"Chervona Ruta" () is a popular Ukrainian song written by Volodymyr Ivasyuk in 1968 and performed by many singers. The song was never formally copyrighted and due to its wide popularity is considered a Ukrainian folk song. It is named after a mythological flower, the chervona ruta, which if found turning a red colour by a young girl, was meant to bring happiness in love.

The song's popularity peaked with the version performed by the Ukrainian singer Sofia Rotaru. "Chervona Ruta" is popularly known in Ukrainian and other ethnic communities that were once part of the Soviet Union and likely to be sung at weddings, karaoke and other social settings.

History 

The song and its melody was written by a 19-year-old student of the Chernivtsi Medical Institute, Volodymyr Ivasyuk. Volodymyr found in his father's library a collection of "kolomyikas" (author of the collection was Volodymyr Hnatyuk), a traditional folk songs/dance of Pokuttia and Prykarpattia.

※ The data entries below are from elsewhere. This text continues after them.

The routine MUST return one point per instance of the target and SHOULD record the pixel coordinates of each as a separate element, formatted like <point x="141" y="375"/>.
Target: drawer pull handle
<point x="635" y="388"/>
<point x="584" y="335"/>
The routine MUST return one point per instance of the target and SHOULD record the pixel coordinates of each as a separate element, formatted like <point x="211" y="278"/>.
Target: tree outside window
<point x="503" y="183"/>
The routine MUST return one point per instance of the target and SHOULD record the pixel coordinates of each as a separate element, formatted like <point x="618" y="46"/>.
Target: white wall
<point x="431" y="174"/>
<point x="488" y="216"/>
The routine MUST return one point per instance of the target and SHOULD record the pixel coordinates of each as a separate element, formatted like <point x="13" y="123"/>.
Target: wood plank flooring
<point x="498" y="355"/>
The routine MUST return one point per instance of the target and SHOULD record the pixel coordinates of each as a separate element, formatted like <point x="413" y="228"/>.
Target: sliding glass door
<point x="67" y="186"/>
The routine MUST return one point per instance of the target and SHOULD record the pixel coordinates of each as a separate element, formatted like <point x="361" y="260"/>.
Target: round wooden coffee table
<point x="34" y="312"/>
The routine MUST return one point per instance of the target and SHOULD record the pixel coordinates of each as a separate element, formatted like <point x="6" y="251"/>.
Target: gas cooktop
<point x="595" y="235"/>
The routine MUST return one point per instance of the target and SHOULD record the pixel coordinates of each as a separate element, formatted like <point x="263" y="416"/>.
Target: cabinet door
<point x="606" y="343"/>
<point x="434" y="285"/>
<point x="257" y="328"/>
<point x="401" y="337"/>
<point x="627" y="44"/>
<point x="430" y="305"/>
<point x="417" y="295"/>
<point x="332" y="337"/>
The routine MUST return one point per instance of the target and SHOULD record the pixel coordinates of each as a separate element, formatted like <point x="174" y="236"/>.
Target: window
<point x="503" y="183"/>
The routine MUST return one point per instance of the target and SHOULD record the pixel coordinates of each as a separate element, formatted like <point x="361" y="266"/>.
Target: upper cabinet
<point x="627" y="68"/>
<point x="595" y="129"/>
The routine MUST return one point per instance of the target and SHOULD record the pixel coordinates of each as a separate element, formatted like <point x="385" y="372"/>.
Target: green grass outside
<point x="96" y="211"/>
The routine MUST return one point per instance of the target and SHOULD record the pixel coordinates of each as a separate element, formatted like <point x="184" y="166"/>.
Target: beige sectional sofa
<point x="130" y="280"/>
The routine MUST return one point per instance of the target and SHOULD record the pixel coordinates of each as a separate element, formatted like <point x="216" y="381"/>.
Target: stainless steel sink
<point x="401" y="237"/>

Ivasyuk was puzzled by the mention of "chervona ruta" in some of the kolomyjkas. "Chervona ruta" literally means "red rue", however, the flowers of the plant rue are yellow. According to the local legend, the rue turns red on the Day of Ivana Kupala for a few minutes. A girl that finds that flower will be happy in love. Chervona ruta in the meaning of "red plant" or "red flower" is also associated with an attractive alpine plant with medicinal properties Rhododendron myrtifolium, that grows in the Carpathian Mountains in western Ukraine.

Performances 

The first public performance of "Chervona Ruta" (and debut of Volodymyr Ivasyuk) was on September 13, 1970, at a television broadcast from a theatre in Chernivtsi sung by the author and Olena Kuznetsova. In 1971 the Ukrainian pop group "Smerichka" () performed "Chervona Ruta", and this further helped the song's rise in popularity. Performed by "Smerichka", the song won the title USSR "Song of the Year" at the 1971 Television Song Festival competition in Moscow. It was also a multiple prizewinner in other Eastern European countries, sung by other groups.

In 1971 the film Chervona Ruta was made, which featured many of the Ivasyuk's songs, including the song "Chervona Ruta", sung by Sofia Rotaru and Vasyl Zinkevych.

In 1972 the song was included by the Czech singer Pavel Liška in his album "Písničky Pro Každý Den" as the Ukrainian folk song "Až mi dáš znamení". The translation was done by Ronald Kraus. In 1972, the song "Chervona Ruta" was recorded by the Polish skiffle group "No To Co". The hard rock arrangement was made by Jerzy Krzemiński.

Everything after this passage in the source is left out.